Infantino souhaite créer une filiale d'une valeur de 20 milliards de dollars (15 milliards de livres sterling), puis vendre 20 % de FIFA Forward Enterprise à des investisseurs pour lever 4,2 milliards de dollars (3,16 milliards de livres sterling). L'idée a été communiquée dans un communiqué de presse si ennuyeux, peut-être délibérément, qu'il tente d'obscurcir la dure réalité : il veut vendre des pans entiers du jeu mondial à des fins lucratives.
Profit pour Joshua Kushner, le frère de Jared, gendre du président américain Donald Trump, qui dirige le groupe d’investisseurs proposé. Profit pour Infantino lui-même, qui, selon The Times, pourrait devenir commissaire de l’entreprise une fois qu’il aura quitté ses fonctions de président de la FIFA. Et profit pour les 211 membres de la FIFA.
Infantino a envoyé une lettre aux associations membres de la FIFA, leur indiquant qu'elles recevront chacune 40 millions de dollars (30 millions de livres sterling) d'ici janvier si elles acceptent la proposition avant le 19 septembre. Une source a déclaré au Times mercredi que cela équivalait à « un pur pot-de-vin ».

C'est une tentative éhontée d'obtenir ce qu'il veut, tout droit sortie du manuel de jeu de Trump. Infantino s'est insinué dans les bonnes grâces du président américain en inventant le ridicule Prix de la Paix de la FIFA pour flatter son ego. Bizarrement, il a récemment reçu un soutien pour devenir le prochain chef des Nations Unies en retour.
Infantino a en quelque sorte créé un culte de la personnalité, ce qui, pour un avocat et administrateur de carrière suisse, est impressionnant. Les baskets blanches emblématiques avec un costume. Le discours ridicule « aujourd'hui je me sens ». La récente lettre décousue implorant ses détracteurs de « méditer ou prier ».

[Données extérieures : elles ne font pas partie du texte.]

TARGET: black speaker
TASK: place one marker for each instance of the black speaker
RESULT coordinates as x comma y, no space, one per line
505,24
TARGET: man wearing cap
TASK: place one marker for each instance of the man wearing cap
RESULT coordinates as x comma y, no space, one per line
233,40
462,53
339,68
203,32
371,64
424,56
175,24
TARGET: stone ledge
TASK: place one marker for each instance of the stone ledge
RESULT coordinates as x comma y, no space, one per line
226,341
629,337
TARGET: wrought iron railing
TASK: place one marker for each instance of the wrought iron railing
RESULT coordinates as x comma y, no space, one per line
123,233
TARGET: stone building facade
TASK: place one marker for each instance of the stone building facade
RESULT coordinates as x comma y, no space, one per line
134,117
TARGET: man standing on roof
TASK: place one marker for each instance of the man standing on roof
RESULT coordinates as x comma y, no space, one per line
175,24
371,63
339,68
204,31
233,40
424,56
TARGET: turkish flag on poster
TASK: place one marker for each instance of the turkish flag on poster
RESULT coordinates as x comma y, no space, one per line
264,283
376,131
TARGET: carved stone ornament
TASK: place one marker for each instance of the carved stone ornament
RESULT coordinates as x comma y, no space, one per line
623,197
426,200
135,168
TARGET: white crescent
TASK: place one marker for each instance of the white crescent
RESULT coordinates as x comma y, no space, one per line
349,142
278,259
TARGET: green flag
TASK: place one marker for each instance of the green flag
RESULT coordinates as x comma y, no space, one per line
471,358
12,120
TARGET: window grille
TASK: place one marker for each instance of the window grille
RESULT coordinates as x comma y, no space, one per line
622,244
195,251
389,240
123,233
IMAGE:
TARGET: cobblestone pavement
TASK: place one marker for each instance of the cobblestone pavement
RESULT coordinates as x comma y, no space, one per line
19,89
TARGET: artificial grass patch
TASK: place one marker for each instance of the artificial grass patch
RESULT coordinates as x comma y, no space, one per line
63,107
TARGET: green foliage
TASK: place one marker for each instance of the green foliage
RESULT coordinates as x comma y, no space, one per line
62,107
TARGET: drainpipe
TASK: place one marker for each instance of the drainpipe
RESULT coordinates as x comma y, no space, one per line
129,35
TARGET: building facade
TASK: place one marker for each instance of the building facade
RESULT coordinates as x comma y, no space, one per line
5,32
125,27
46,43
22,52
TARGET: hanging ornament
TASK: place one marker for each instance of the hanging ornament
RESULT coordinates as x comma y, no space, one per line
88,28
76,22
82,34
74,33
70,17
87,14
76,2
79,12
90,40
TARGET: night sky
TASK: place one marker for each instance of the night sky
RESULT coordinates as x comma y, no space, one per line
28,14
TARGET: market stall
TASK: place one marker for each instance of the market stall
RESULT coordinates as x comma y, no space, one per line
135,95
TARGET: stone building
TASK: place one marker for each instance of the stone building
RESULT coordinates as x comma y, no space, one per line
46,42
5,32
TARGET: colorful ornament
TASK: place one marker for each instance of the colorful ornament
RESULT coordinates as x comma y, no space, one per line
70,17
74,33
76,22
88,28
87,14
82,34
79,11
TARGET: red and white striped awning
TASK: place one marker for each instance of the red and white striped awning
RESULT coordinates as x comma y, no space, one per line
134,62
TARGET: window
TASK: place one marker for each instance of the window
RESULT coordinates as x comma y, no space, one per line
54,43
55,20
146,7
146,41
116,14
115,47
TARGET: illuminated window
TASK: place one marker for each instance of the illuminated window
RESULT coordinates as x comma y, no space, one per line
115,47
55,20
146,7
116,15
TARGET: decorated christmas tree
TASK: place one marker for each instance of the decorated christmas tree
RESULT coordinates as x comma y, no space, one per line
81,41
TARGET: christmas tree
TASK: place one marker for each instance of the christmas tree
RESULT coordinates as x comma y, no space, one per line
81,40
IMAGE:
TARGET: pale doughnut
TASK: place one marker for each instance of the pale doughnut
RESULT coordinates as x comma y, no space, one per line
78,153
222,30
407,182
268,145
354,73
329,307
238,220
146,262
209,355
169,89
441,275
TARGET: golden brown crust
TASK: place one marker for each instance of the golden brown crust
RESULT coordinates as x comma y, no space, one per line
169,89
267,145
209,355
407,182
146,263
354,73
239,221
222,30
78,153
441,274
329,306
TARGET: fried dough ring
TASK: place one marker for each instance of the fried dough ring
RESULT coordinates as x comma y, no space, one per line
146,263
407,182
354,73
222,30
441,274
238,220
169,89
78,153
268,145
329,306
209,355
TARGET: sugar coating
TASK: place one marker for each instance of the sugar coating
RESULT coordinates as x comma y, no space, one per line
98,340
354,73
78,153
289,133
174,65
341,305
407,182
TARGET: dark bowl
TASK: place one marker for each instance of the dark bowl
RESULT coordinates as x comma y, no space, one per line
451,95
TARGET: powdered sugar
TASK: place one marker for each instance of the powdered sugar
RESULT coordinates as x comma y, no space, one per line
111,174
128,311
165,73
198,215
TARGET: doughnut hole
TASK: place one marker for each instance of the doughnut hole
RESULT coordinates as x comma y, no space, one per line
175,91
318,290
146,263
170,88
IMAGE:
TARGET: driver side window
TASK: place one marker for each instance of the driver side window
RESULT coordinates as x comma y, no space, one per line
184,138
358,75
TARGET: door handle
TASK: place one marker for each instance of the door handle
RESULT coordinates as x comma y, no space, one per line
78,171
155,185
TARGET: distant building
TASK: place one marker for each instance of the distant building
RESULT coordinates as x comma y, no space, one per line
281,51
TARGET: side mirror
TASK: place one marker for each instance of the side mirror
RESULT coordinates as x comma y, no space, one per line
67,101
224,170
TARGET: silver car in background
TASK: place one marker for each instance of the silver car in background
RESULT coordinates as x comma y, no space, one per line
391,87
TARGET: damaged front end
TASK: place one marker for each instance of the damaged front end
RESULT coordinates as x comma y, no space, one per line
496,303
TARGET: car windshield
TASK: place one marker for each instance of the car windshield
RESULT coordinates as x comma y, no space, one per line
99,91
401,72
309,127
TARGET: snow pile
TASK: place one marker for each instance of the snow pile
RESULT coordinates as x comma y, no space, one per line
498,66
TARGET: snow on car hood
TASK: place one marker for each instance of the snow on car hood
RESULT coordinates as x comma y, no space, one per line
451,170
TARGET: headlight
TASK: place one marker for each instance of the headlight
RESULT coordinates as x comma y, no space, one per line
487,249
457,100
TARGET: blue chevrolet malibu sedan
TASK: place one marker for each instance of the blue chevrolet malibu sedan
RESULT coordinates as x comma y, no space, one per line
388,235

Il est complètement obsédé par lui-même et, après avoir passé les six dernières semaines à voler en jet privé pour tenir cour aux dirigeants du monde, son ego est devenu incontrôlable.
Pour beaucoup, cela pourrait être pardonné ou ignoré. Mais nous voyons désormais les dangers d’avoir un tel égomaniaque à la tête du football mondial.

Infantino a déclenché la plus grande onde de choc dans le football depuis le fiasco de la Super Ligue européenne il y a cinq ans. Cette tentative de prise de pouvoir intéressée s’est effondrée de manière embarrassante presque immédiatement, submergée par la force immédiate et brutale du contrecoup.
Les petits membres de la FIFA seront sans doute séduits par la promesse d'argent. Mais les nations plus grandes et plus puissantes doivent s'opposer au projet ridicule d'Infantino de brader les joyaux de la couronne. La réponse de l'UEFA, de la FA et de la Concacaf est prometteuse.
Le complot doit être déjoué – et cela pourrait avoir l'avantage supplémentaire de faire tomber Infantino du pouvoir si un rival pour la présidence se manifeste. Le football est au sommet d'une pente glissante. Sa mégalomanie doit être contestée.